Sunday, April 8, 2012


Shamanism is the most delicate of practices that requires attention, care and respect. It involves holding openness, willingness, not knowing, vulnerability and trust that if the heart is open, harm cannot be done. It is about seeing the sacred in all things, releasing fear, opening into love and connecting with nature, the great healer and teacher.

A word that is often used in relation to shamanism is ‘impeccable’. The dictionary says that this means perfect or without flaws. Given that most of us are only too aware of our flaws and imperfections, how do we begin to live an impeccable life?

Interestingly, it’s not by pushing ourselves to be perfect, but by gently peeling away the layers of what we think we know.

Start small by questioning any long-standing beliefs or ways of doing things that are automatic. If we do something because ‘I’ve always done it that way’ it’s a good idea to stop and ask ourselves why. The best way to do this is in altered consciousness.

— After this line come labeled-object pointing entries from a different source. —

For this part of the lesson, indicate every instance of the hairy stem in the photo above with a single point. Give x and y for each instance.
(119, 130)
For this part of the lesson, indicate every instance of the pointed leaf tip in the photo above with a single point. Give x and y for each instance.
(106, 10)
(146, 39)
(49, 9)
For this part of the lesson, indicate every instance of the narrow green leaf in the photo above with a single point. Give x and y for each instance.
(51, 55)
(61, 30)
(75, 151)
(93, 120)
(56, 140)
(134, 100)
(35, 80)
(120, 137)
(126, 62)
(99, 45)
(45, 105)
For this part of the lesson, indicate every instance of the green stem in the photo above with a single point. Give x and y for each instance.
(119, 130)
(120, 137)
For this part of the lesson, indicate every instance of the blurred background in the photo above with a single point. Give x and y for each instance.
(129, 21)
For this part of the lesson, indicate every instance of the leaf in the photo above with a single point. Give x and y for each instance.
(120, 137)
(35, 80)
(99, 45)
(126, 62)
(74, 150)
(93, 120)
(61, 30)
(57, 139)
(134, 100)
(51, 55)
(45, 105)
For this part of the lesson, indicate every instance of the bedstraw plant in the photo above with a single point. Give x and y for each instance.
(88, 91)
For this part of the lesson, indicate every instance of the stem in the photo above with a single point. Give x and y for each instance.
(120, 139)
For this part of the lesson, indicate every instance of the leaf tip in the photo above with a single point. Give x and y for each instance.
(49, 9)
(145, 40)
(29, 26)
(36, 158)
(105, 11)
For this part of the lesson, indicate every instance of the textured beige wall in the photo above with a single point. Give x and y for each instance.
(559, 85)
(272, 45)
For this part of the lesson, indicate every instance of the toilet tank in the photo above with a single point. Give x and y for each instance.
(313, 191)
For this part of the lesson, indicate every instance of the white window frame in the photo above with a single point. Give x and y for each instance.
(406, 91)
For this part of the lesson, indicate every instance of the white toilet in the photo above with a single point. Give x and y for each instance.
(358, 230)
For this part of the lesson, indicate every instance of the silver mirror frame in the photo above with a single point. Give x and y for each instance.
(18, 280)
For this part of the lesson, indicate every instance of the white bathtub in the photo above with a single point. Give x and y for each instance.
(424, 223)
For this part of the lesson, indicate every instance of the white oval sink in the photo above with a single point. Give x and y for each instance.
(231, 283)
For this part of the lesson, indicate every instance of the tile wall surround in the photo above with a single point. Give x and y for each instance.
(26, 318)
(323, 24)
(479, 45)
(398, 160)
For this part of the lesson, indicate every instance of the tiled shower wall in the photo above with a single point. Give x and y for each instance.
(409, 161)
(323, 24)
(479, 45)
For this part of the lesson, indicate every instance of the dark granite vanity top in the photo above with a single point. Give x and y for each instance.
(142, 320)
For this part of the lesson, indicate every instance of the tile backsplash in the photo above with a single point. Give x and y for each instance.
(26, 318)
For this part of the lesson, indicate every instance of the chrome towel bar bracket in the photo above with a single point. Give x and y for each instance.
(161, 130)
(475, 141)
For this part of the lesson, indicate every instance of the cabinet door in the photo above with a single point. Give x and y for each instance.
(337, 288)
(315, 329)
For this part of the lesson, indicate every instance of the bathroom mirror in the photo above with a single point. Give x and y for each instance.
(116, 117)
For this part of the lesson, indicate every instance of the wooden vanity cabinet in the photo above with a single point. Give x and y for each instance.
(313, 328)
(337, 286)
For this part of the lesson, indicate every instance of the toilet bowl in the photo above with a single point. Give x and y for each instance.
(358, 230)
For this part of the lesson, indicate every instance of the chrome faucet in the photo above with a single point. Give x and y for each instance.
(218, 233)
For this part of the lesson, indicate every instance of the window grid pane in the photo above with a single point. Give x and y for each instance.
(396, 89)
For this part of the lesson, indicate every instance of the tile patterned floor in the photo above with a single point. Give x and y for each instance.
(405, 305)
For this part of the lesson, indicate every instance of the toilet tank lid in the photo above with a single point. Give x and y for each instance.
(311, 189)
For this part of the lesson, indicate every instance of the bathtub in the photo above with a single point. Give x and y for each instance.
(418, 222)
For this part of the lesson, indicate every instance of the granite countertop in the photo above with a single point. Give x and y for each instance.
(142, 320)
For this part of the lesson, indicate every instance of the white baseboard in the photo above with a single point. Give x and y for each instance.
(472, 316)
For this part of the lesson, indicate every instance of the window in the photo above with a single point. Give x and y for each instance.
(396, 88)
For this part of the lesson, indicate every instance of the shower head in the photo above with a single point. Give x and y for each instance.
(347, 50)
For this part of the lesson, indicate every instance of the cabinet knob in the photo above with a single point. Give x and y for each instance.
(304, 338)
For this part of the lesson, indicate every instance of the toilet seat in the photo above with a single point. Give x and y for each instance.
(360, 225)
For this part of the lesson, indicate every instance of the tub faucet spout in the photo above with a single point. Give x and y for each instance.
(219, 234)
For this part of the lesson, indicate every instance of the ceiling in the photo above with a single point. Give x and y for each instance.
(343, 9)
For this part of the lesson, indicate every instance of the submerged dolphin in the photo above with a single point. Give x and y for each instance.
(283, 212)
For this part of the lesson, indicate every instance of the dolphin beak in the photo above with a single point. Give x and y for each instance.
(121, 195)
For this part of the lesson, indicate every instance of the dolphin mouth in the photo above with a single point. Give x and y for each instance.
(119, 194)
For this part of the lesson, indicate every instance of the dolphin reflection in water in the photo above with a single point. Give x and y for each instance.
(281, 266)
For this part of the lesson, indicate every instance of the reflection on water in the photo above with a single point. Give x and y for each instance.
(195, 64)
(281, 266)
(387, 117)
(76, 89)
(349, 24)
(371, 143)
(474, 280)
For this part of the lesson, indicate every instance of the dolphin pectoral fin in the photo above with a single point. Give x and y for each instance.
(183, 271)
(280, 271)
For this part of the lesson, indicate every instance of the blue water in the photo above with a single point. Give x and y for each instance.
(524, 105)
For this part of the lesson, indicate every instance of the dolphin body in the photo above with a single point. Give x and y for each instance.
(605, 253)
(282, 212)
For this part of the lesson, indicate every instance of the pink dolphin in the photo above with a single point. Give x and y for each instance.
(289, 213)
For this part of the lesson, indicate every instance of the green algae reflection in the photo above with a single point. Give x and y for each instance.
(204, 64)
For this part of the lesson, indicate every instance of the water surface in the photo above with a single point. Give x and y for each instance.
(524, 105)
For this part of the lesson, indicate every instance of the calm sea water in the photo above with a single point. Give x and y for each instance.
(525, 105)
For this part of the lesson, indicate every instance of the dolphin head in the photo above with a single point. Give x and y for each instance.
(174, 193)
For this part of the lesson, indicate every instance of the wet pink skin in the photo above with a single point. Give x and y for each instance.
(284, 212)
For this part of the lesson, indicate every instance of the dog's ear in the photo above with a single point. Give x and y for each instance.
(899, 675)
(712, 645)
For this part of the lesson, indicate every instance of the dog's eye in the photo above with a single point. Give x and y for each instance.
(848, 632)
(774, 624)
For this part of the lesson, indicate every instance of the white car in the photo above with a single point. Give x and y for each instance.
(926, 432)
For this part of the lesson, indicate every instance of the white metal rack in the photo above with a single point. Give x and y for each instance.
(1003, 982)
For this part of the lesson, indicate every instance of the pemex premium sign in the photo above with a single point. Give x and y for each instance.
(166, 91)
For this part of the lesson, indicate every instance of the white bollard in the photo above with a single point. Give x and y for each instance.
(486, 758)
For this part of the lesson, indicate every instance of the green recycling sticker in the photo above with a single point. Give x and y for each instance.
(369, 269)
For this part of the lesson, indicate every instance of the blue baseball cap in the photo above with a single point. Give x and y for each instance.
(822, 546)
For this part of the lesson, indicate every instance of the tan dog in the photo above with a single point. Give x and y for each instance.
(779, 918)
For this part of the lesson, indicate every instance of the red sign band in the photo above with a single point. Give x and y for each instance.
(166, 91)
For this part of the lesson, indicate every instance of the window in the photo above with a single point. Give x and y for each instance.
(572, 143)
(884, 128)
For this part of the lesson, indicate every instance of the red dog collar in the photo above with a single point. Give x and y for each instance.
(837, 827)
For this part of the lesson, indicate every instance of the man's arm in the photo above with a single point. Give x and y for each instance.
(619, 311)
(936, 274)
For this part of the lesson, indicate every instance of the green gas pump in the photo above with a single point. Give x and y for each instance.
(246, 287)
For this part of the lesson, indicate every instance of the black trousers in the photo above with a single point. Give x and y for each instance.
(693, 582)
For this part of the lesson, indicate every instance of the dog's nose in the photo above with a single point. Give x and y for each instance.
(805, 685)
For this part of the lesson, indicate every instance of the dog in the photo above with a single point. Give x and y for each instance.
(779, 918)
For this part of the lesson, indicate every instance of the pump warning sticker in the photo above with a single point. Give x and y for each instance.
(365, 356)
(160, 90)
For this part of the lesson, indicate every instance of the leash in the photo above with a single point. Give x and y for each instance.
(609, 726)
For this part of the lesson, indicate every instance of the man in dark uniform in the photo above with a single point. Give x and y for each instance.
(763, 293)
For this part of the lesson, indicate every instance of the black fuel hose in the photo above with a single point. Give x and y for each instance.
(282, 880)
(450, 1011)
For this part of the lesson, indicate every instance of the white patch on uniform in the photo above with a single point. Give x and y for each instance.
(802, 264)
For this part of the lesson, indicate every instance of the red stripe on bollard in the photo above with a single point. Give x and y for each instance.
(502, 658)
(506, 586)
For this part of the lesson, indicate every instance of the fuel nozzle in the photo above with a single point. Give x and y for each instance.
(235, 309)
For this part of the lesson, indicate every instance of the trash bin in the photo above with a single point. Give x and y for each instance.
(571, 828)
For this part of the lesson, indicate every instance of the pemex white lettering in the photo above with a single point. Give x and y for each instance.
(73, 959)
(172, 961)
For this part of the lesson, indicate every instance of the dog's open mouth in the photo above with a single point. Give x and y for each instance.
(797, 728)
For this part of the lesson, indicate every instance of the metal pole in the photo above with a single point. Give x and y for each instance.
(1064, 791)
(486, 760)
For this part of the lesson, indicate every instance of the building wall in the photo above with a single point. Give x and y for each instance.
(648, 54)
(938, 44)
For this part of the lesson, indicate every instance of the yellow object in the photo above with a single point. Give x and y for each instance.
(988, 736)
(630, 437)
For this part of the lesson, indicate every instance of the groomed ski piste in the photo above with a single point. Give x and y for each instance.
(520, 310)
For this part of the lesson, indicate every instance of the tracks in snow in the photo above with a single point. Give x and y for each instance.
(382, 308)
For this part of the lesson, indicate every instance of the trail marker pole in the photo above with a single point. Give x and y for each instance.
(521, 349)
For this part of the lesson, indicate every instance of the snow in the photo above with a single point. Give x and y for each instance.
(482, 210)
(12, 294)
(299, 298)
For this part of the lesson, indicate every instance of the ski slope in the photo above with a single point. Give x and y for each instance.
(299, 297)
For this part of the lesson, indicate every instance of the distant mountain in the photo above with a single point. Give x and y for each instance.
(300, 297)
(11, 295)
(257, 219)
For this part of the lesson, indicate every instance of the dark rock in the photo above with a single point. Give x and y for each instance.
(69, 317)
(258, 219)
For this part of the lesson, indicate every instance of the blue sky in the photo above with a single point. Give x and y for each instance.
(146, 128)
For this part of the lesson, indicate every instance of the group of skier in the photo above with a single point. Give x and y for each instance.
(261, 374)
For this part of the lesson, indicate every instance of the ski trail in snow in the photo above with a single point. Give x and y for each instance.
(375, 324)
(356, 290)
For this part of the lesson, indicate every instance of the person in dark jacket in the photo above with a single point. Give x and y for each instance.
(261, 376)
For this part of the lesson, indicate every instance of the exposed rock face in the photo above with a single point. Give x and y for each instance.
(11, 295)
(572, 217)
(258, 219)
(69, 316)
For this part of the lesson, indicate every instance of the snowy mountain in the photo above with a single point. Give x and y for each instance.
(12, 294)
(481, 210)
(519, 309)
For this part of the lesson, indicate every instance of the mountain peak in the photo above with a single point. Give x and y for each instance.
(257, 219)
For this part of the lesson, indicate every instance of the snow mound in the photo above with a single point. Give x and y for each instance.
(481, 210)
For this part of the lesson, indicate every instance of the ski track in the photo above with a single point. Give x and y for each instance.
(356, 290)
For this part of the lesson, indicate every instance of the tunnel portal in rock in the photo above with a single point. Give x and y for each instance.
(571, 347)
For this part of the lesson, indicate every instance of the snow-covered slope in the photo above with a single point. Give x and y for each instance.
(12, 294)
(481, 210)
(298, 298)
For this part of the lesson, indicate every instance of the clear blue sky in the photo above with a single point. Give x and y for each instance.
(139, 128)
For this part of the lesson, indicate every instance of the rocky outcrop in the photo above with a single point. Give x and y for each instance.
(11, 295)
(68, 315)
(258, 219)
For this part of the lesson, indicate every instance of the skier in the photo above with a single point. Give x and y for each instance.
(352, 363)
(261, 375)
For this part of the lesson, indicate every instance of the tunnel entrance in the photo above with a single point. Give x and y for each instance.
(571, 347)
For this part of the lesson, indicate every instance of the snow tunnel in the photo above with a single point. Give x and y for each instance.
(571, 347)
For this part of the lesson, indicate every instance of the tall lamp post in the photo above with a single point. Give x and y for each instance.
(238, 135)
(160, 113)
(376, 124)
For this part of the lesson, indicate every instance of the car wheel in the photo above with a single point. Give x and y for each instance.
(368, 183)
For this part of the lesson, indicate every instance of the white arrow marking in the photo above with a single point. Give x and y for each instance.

When you have some quiet time, go into meditation or do a shamanic journey to a drumbeat. When you are deeply connected, ask yourself or your spirit guides where this belief came from. You may be surprised at the insights you receive.
Your choice to act or think this way may prove to be well founded. But, if it's causing a problem in your life and is a deeply ingrained habit or pattern that you’ve never questioned, it offers a great opportunity to change. 

When we act without thinking, we reinforce ‘consensual reality’. This is a set of often unspoken beliefs by a group or community that limit what we think is true. By adhering to any rigid, unexamined beliefs we limit our own freedom.

Living like a shaman requires that we keep questioning until we strip away all beliefs that no longer serve us. Little by little as the layers disappear, each moment becomes an opportunity to make skilful choices. Burdens from the past or fears for the future no longer limit the possibilities of now. That’s impeccability.